As racial tensions increased in Monroe, the town erupted into violence fueled by white racists. Williams and his wife fled to Cuba in late 1961 to escape the Federal Bureau of Investigation, which sought to arrest them on kidnapping charges related to the violence in Monroe. Once in Cuba Williams wrote his memoir, Negroes with Guns (1962). In the book’s prologue Williams attempted to clarify what he believed was a distortion of his position on violence: “I do not advocate violence for its own sake, or for the sake of reprisals against whites.… My only difference with Dr. King is that I believe in flexibility in the freedom struggle” (Williams, 40).

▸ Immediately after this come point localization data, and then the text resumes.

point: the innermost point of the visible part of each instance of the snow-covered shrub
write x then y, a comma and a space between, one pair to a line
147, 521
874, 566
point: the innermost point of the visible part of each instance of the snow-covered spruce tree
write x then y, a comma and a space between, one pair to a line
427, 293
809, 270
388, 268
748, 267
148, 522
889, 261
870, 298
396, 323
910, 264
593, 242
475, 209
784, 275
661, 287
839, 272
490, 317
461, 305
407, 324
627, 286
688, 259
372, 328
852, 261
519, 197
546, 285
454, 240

From Cuba, the couple continued to publish their newspaper, The Crusader, and aired a radio program called Radio Free Dixie. In 1965 they moved to China, returning to the United States in 1969. While in exile Williams was elected president of the Republic of New Africa, a revolutionary organization aimed at establishing a separate black nation in the southern United States. He resigned from the organization after his return to the United States.
In 1976 North Carolina dropped remaining criminal charges against Williams. In 1996, he died of Hodgkin’s disease at age 71.
Footnotes
Introduction, in Papers 5:2, 17.
“The Great Debate: Is Violence Necessary to Combat Injustice?” January 1960, in Papers 5:300.
King, Address at the Fiftieth Annual NAACP Convention, 17 July 1959, in Papers 5:245–250.
King, “The Social Organization of Nonviolence,” October 1959, in Papers 5:299–304.
“N.A.A.C.P. Leader Urges ‘Violence,’” New York Times, 7 May 1959.
Tyson, Radio Free Dixie, 1999.
Williams, Negroes with Guns, 1962.
Williams to King, 31 May 1961, MLKP-MBU.